Many times, the intercept makes no sense. For example, suppose we use the rain to predict the quantity of wheat produced. Practically, if there is no rain, there would be no production. So in this situation, the regression line crosses the y-axis somewhere else beside zero, and the intercept doesn’t make any sense. However, the intercept is important to calculate the predicted values especially in the industry like analytics and market research and it is advised not to cross it out completely from the analysis.

**Conclusion**

Getting a high R2 value forces us to exclude intercept, and add more variables in an attempt to explain the unexplainable.
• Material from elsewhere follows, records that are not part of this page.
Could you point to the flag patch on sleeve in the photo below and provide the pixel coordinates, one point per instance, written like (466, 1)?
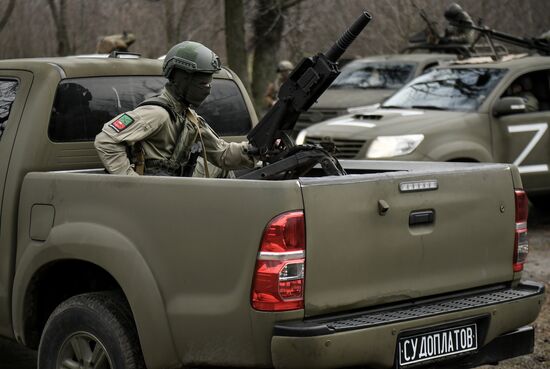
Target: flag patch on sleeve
(121, 123)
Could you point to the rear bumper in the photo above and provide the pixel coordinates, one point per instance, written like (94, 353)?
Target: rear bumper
(370, 338)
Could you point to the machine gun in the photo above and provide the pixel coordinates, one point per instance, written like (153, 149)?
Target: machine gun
(281, 158)
(431, 33)
(541, 45)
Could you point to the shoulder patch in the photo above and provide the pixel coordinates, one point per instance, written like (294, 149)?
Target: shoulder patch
(121, 123)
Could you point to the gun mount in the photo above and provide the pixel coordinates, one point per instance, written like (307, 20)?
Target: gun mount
(281, 158)
(540, 45)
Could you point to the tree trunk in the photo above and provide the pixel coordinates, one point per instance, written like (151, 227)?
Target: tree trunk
(7, 14)
(268, 27)
(235, 41)
(59, 15)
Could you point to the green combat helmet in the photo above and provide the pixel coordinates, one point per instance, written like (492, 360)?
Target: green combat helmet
(191, 57)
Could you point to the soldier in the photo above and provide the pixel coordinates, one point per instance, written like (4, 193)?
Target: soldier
(118, 42)
(455, 34)
(164, 135)
(283, 71)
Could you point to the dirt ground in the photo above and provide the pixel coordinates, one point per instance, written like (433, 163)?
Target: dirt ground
(13, 356)
(537, 269)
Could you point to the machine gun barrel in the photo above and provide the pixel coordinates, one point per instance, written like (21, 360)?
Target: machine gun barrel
(311, 77)
(340, 46)
(540, 45)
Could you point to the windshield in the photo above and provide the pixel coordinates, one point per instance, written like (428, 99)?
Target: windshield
(385, 75)
(448, 89)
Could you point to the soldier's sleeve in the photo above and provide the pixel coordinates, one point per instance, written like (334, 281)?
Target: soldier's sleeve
(125, 130)
(226, 155)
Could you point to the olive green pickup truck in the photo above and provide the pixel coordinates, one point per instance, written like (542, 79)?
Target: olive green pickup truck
(395, 265)
(476, 110)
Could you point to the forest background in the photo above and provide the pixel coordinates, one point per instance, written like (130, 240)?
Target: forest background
(250, 36)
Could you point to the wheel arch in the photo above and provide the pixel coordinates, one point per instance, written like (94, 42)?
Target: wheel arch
(461, 150)
(109, 260)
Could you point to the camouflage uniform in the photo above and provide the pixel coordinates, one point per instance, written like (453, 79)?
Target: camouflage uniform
(165, 143)
(163, 138)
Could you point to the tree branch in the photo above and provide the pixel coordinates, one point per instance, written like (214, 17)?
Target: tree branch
(7, 14)
(289, 4)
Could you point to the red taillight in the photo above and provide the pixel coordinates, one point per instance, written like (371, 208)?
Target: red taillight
(279, 275)
(521, 243)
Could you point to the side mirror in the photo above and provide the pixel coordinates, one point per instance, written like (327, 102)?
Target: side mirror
(508, 106)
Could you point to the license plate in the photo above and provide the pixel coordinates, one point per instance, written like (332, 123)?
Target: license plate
(437, 344)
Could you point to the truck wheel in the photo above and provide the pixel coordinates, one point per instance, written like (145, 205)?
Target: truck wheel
(91, 331)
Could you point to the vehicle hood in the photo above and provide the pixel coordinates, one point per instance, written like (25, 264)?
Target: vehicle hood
(385, 122)
(349, 98)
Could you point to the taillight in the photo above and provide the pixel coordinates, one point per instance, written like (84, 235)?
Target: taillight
(279, 275)
(521, 244)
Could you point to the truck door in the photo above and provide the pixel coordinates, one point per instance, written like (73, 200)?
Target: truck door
(524, 138)
(14, 88)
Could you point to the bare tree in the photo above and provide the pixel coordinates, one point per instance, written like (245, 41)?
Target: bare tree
(7, 14)
(235, 39)
(174, 16)
(268, 24)
(59, 14)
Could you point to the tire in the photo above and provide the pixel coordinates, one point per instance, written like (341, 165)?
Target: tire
(91, 331)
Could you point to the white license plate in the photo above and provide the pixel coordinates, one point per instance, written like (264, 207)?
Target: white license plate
(437, 344)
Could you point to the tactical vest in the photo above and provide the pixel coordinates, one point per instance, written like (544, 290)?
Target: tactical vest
(170, 167)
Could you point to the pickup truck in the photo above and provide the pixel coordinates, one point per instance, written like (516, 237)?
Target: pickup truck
(461, 112)
(369, 81)
(395, 265)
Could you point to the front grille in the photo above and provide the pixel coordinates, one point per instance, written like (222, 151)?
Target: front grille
(346, 149)
(313, 116)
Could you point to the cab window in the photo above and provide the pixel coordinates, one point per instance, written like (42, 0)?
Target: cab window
(8, 89)
(83, 105)
(225, 110)
(534, 88)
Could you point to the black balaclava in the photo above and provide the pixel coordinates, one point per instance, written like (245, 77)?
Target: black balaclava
(191, 89)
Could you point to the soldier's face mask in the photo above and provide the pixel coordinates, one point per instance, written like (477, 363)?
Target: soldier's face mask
(193, 88)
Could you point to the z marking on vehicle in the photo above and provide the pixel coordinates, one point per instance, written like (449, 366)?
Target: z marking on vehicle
(540, 128)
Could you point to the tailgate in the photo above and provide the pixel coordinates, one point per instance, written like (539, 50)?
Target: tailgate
(357, 257)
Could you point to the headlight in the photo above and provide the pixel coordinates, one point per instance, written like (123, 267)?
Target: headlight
(390, 146)
(361, 109)
(301, 138)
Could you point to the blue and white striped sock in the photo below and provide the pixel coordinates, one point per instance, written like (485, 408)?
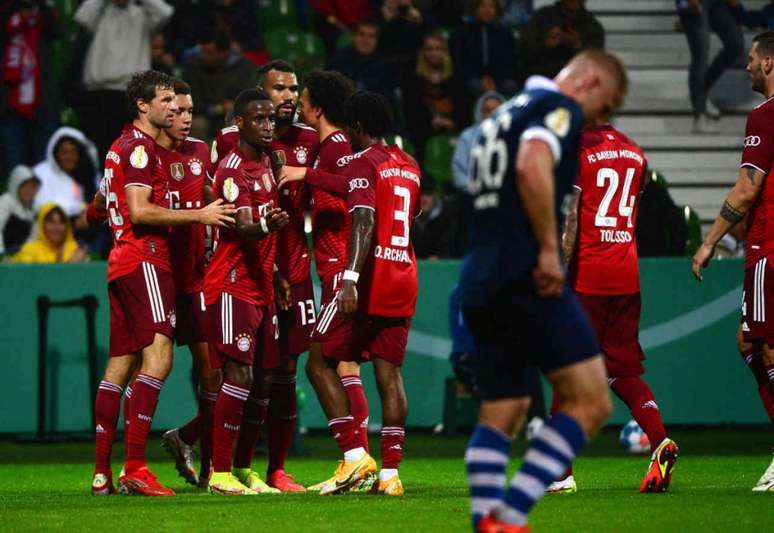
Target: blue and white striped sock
(550, 453)
(485, 460)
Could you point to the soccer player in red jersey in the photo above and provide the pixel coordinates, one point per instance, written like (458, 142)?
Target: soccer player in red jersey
(239, 289)
(753, 197)
(322, 106)
(182, 161)
(600, 247)
(297, 145)
(140, 284)
(378, 290)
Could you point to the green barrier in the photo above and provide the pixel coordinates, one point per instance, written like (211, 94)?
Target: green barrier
(687, 332)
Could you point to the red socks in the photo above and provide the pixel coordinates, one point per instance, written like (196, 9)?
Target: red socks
(107, 405)
(207, 405)
(145, 397)
(636, 394)
(358, 405)
(252, 421)
(229, 409)
(753, 360)
(392, 446)
(282, 419)
(346, 432)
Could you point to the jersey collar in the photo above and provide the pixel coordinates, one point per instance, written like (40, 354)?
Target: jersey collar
(541, 82)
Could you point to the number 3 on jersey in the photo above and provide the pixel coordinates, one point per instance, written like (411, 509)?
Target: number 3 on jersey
(626, 203)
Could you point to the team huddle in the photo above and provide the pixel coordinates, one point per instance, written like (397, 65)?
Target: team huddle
(210, 250)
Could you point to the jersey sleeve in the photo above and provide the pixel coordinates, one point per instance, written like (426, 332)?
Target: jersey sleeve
(362, 185)
(139, 161)
(758, 150)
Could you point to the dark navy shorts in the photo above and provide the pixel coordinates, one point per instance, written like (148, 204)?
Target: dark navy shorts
(518, 329)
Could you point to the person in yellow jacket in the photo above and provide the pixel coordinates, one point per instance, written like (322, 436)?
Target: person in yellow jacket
(54, 242)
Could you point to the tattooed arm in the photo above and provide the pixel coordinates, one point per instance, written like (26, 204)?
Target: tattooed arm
(738, 203)
(357, 251)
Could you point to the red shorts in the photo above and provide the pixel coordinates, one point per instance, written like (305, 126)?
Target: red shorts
(142, 303)
(756, 300)
(242, 331)
(334, 334)
(297, 323)
(616, 322)
(191, 318)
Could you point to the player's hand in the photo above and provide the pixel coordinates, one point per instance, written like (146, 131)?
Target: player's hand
(217, 214)
(549, 274)
(701, 260)
(347, 299)
(276, 218)
(290, 174)
(282, 292)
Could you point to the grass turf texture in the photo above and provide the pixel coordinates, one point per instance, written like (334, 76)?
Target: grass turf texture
(45, 487)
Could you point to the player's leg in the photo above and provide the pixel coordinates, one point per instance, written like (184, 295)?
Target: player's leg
(107, 405)
(349, 372)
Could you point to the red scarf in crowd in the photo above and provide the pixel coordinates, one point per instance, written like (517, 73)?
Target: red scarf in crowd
(21, 71)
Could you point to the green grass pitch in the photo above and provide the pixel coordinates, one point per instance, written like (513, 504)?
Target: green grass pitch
(45, 487)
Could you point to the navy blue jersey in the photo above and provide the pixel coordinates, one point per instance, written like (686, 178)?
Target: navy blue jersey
(503, 246)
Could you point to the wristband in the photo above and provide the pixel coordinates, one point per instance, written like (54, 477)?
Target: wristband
(350, 275)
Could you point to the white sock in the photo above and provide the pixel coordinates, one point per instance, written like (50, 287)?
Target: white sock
(387, 473)
(355, 454)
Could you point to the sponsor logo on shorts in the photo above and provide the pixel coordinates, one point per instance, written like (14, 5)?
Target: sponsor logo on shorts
(751, 141)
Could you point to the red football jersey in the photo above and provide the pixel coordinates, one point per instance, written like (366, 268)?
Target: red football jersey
(243, 269)
(131, 162)
(610, 179)
(184, 170)
(300, 145)
(331, 223)
(759, 154)
(386, 179)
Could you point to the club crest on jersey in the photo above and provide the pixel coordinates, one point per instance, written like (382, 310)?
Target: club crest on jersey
(177, 171)
(243, 342)
(230, 190)
(558, 121)
(266, 178)
(196, 167)
(139, 157)
(302, 154)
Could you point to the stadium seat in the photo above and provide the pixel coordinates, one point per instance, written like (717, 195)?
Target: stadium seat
(693, 223)
(304, 50)
(277, 14)
(439, 151)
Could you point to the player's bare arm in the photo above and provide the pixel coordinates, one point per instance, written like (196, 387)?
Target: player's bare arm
(737, 204)
(359, 245)
(535, 183)
(273, 220)
(143, 211)
(570, 227)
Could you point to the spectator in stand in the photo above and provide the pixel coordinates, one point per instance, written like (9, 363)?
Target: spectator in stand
(698, 17)
(16, 212)
(434, 233)
(69, 174)
(120, 46)
(216, 75)
(29, 98)
(556, 33)
(431, 99)
(362, 62)
(402, 27)
(485, 106)
(484, 51)
(54, 243)
(337, 16)
(161, 59)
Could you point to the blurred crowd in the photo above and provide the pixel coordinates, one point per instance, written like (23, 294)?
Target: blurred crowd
(443, 64)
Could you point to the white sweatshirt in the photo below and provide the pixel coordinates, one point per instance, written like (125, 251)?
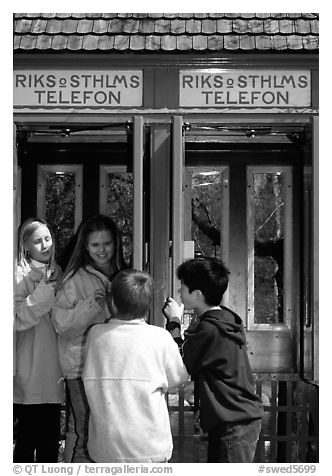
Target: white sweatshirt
(129, 367)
This also misleads the result, reduces the significance of our analysis and sabotages the entire predictability. However, there are times when we need to perform a regression analysis without the intercept i.e when the model requires a process which has a zero-intercept. Regression analysis is a powerful statistical technique to make predictions, but we need to use it wisely without manipulating the results and get the most out of our data.